Safety researcher Brian Krebs brings us the information that America’s Cybersecurity & Infrastructure Company (CISA) has had a big retailer of plaintext passwords, SSH non-public keys, tokens, and “different delicate CISA property” uncovered in a public GitHub repo since not less than November 2025.
The now-offline public repo—named, considerably aspirationally, “Non-public-CISA”—was delivered to Krebs’ consideration by GitGuardian’s Guillaume Valadon, who was alerted to the repo’s presence by GitGuardian’s public code scans. Krebs says that Valadon approached him after receiving no responses from the Non-public-CISA repo’s proprietor.
In an e-mail to Krebs, Valadon claimed that the repo’s commit logs present that GitHub’s default protections in opposition to committing secrets and techniques—protections designed to guard unwitting or unskilled builders in opposition to precisely this sort of stupidness—had been disabled by the repo’s administrator.

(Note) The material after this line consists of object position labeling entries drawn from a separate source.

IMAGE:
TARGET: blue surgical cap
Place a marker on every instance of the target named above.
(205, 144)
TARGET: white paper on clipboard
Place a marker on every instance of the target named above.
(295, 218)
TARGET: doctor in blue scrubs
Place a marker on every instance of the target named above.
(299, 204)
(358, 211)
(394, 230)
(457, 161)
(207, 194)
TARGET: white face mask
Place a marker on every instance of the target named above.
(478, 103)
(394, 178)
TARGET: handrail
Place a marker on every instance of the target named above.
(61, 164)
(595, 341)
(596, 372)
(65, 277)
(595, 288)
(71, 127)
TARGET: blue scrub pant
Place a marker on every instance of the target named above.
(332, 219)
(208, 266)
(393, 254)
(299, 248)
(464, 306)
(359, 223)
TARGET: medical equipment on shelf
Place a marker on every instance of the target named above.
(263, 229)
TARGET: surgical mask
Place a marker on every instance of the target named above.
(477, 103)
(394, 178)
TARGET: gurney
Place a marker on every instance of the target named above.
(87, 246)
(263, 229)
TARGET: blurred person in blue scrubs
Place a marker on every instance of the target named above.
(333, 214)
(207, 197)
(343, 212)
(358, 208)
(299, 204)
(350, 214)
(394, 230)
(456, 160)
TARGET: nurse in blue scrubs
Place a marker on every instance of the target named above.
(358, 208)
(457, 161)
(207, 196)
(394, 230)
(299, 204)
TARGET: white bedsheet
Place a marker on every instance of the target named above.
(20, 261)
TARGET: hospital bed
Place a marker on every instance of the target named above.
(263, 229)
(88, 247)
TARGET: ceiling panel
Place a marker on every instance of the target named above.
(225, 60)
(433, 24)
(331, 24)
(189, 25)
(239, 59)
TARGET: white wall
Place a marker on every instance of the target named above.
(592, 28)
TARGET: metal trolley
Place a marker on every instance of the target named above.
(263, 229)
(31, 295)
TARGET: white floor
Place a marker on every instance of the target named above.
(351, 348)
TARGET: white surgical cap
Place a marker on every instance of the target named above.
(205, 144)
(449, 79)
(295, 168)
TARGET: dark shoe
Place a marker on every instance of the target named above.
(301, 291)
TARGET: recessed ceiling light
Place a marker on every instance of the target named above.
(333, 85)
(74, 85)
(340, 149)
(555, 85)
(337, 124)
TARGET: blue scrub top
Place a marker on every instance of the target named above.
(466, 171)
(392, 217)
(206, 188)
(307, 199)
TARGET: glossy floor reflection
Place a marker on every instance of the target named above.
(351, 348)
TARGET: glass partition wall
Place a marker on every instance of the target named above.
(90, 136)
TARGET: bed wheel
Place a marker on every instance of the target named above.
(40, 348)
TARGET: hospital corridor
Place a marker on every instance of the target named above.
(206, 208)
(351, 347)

Testing by Seralys founder Philippe Caturegli confirmed that this was not a joke or hoax and that he was in a position to make use of the credentials within the Non-public-CISA repo to achieve entry to a number of Amazon Internet Companies GovCloud accounts “at a excessive privilege degree.”
Krebs notes that the repo gave the impression to be managed by Virginia-based Nightwing, a CISA contractor. Nightwing has thus far not commented publicly, as an alternative referring questions again to CISA.
This isn’t the primary time CISA has screwed up—in reality, it’s not even the primary time this 12 months. In January, polygraph-failing performing CISA Director Madhu Gottumukkala uploaded delicate authorities paperwork to ChatGPT after demanding and receiving an exemption to the company coverage that prohibited ChatGPT’s use by CISA personnel. Gottumukkala was faraway from his position in February.